Na manhã desta sexta-feira, o Dr. Fernando Ranghetti trouxe um forte alerta de saúde pública em sua participação semanal na KOM FM e TV. Com a proximidade do Dia Mundial Sem Tabaco, que ocorre neste domingo, 31 de maio, o médico dedicou o espaço para desmistificar a falsa segurança dos cigarros eletrônicos (vapes) e alertar sobre os impactos devastadores do tabagismo na sociedade.
A ilusão do cigarro eletrônico
Ao introduzir o tema do Dia Mundial Sem Tabaco — classificado por ele como um “grande e velho inimigo da saúde de toda a humanidade” —, o médico explicou que, embora as campanhas tenham reduzido o número de usuários do cigarro tradicional nos últimos anos, o surgimento do cigarro eletrônico representou um retrocesso perigoso.

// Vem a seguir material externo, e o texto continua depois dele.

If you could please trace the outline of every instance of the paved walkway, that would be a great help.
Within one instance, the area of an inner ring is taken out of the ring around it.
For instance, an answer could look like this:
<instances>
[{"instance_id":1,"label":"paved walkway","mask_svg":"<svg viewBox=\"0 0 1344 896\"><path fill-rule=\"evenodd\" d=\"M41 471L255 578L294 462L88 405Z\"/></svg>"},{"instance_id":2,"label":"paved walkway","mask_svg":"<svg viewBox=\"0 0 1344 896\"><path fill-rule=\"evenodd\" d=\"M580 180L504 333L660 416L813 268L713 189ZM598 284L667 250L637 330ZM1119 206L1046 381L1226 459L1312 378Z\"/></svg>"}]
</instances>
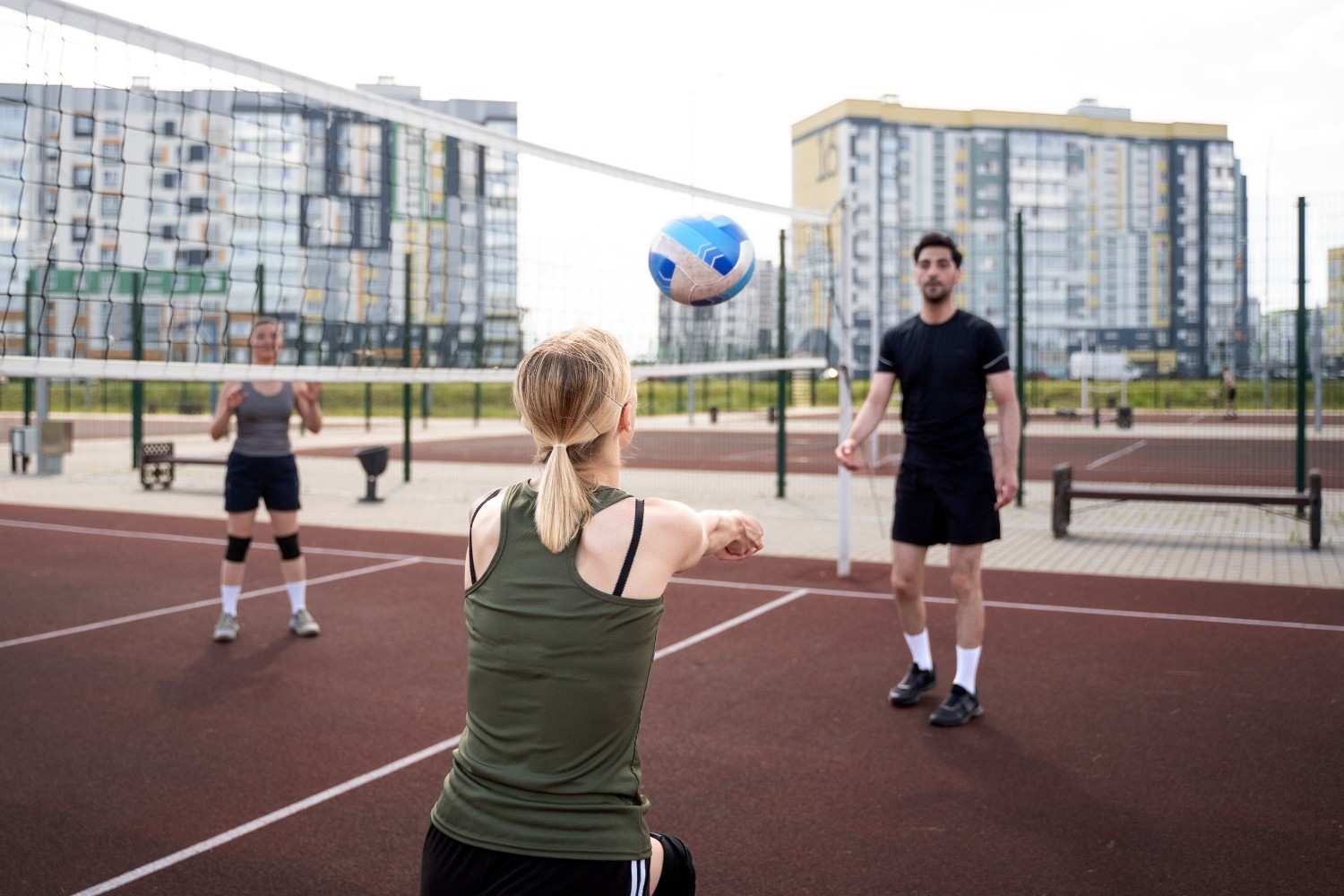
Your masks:
<instances>
[{"instance_id":1,"label":"paved walkway","mask_svg":"<svg viewBox=\"0 0 1344 896\"><path fill-rule=\"evenodd\" d=\"M388 445L402 439L399 420L376 420L364 433L352 420L337 420L320 435L296 439L302 447ZM813 423L813 422L809 422ZM817 422L820 423L820 422ZM681 429L685 415L641 419L640 427ZM702 415L696 424L706 424ZM761 415L724 415L720 427L766 426ZM790 424L792 426L792 424ZM1090 427L1089 427L1090 429ZM413 438L474 438L512 434L513 420L417 420ZM172 437L183 454L224 457L227 442L206 435ZM636 446L638 437L636 437ZM0 473L0 502L97 508L222 519L223 469L184 466L172 490L145 492L129 465L124 438L78 439L56 477ZM519 465L430 463L413 467L402 482L392 462L379 481L380 504L362 504L363 472L351 458L305 457L301 461L304 520L364 529L462 535L466 508L480 494L517 481L530 472ZM833 559L839 553L837 477L793 474L788 497L775 498L773 473L708 473L630 469L624 485L636 493L677 498L692 506L735 506L766 527L766 553ZM851 492L851 557L884 562L891 525L890 477L855 477ZM1306 548L1306 525L1251 506L1077 501L1071 535L1050 532L1050 484L1027 482L1025 508L1003 512L1004 539L985 551L988 568L1254 582L1344 590L1344 490L1327 492L1325 539L1320 551ZM0 509L3 516L3 509ZM946 549L930 551L946 562Z\"/></svg>"}]
</instances>

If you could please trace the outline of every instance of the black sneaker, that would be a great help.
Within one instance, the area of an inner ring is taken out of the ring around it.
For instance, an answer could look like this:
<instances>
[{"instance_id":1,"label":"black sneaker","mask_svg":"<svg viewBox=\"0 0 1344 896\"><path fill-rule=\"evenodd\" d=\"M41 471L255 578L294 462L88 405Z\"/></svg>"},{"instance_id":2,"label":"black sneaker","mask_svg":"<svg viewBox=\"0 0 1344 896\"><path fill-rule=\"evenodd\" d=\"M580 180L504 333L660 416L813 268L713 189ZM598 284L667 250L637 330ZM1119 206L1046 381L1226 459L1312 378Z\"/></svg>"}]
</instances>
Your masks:
<instances>
[{"instance_id":1,"label":"black sneaker","mask_svg":"<svg viewBox=\"0 0 1344 896\"><path fill-rule=\"evenodd\" d=\"M910 672L891 689L887 700L892 707L913 707L935 684L938 684L938 676L934 669L921 669L919 664L911 662Z\"/></svg>"},{"instance_id":2,"label":"black sneaker","mask_svg":"<svg viewBox=\"0 0 1344 896\"><path fill-rule=\"evenodd\" d=\"M964 725L976 716L982 715L985 715L985 709L980 705L980 697L961 685L952 685L952 693L929 716L929 724L938 725L939 728L953 728Z\"/></svg>"}]
</instances>

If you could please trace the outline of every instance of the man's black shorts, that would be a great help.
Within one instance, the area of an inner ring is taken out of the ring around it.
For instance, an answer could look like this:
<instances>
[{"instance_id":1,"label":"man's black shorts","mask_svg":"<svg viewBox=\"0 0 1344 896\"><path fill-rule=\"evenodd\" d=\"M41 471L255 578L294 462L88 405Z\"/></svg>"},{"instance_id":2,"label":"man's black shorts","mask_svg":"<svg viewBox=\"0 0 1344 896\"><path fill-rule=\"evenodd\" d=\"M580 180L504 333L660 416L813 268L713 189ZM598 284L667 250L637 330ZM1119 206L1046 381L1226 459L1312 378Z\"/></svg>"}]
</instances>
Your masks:
<instances>
[{"instance_id":1,"label":"man's black shorts","mask_svg":"<svg viewBox=\"0 0 1344 896\"><path fill-rule=\"evenodd\" d=\"M900 465L891 540L906 544L984 544L1000 537L989 455L945 465Z\"/></svg>"},{"instance_id":2,"label":"man's black shorts","mask_svg":"<svg viewBox=\"0 0 1344 896\"><path fill-rule=\"evenodd\" d=\"M298 509L298 465L293 454L282 457L228 455L224 473L224 510L255 510L258 501L267 510Z\"/></svg>"},{"instance_id":3,"label":"man's black shorts","mask_svg":"<svg viewBox=\"0 0 1344 896\"><path fill-rule=\"evenodd\" d=\"M421 853L421 896L574 893L648 896L649 860L544 858L472 846L434 825Z\"/></svg>"}]
</instances>

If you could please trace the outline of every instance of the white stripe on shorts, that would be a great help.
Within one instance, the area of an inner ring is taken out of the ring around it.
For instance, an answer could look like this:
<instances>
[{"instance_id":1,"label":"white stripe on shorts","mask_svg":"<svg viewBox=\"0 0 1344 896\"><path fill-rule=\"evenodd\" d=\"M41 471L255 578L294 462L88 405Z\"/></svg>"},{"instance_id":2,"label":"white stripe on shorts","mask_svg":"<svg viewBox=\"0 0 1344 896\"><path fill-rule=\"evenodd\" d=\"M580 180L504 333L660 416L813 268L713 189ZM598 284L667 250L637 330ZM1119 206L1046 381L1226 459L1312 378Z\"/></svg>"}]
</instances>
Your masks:
<instances>
[{"instance_id":1,"label":"white stripe on shorts","mask_svg":"<svg viewBox=\"0 0 1344 896\"><path fill-rule=\"evenodd\" d=\"M649 860L638 858L630 862L630 896L648 896Z\"/></svg>"}]
</instances>

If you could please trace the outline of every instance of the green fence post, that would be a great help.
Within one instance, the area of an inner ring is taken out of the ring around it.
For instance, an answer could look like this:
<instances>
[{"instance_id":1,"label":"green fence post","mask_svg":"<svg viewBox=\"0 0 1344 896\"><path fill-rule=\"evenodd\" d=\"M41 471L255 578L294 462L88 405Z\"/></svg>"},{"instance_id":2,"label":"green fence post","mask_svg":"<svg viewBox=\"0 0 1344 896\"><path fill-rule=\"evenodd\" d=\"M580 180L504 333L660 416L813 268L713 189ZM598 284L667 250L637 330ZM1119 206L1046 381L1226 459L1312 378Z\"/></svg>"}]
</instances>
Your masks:
<instances>
[{"instance_id":1,"label":"green fence post","mask_svg":"<svg viewBox=\"0 0 1344 896\"><path fill-rule=\"evenodd\" d=\"M1298 492L1306 490L1306 197L1297 197L1297 476ZM1302 506L1297 516L1305 516Z\"/></svg>"}]
</instances>

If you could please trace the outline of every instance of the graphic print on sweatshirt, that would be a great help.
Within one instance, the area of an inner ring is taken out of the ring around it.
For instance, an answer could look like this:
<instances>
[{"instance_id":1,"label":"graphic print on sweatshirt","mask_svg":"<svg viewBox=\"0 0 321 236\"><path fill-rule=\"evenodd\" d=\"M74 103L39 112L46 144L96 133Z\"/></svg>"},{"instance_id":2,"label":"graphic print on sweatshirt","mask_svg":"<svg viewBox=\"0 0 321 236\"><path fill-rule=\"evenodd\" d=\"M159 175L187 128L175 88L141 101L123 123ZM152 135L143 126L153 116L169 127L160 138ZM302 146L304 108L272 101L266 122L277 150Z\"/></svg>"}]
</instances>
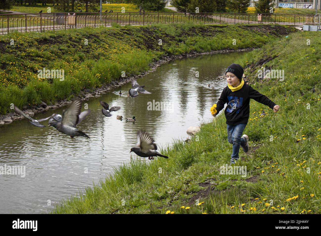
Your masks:
<instances>
[{"instance_id":1,"label":"graphic print on sweatshirt","mask_svg":"<svg viewBox=\"0 0 321 236\"><path fill-rule=\"evenodd\" d=\"M239 99L237 97L228 96L227 99L229 100L229 103L226 107L226 111L231 113L233 111L237 110L236 114L239 113L240 112L239 108L242 106L243 102L243 98L240 97Z\"/></svg>"}]
</instances>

“O cigarro eletrônico apareceu como um ‘salvador da pátria’ há cerca de 15 ou 20 anos. O pessoal começou a largar o tabaco comum e passou a fumar o eletrônico acreditando que esse instrumento não teria efeitos colaterais. Hoje, já sabemos que ele é responsável por um número igual ou maior de lesões cardiovasculares e pulmonares”, explicou Ranghetti.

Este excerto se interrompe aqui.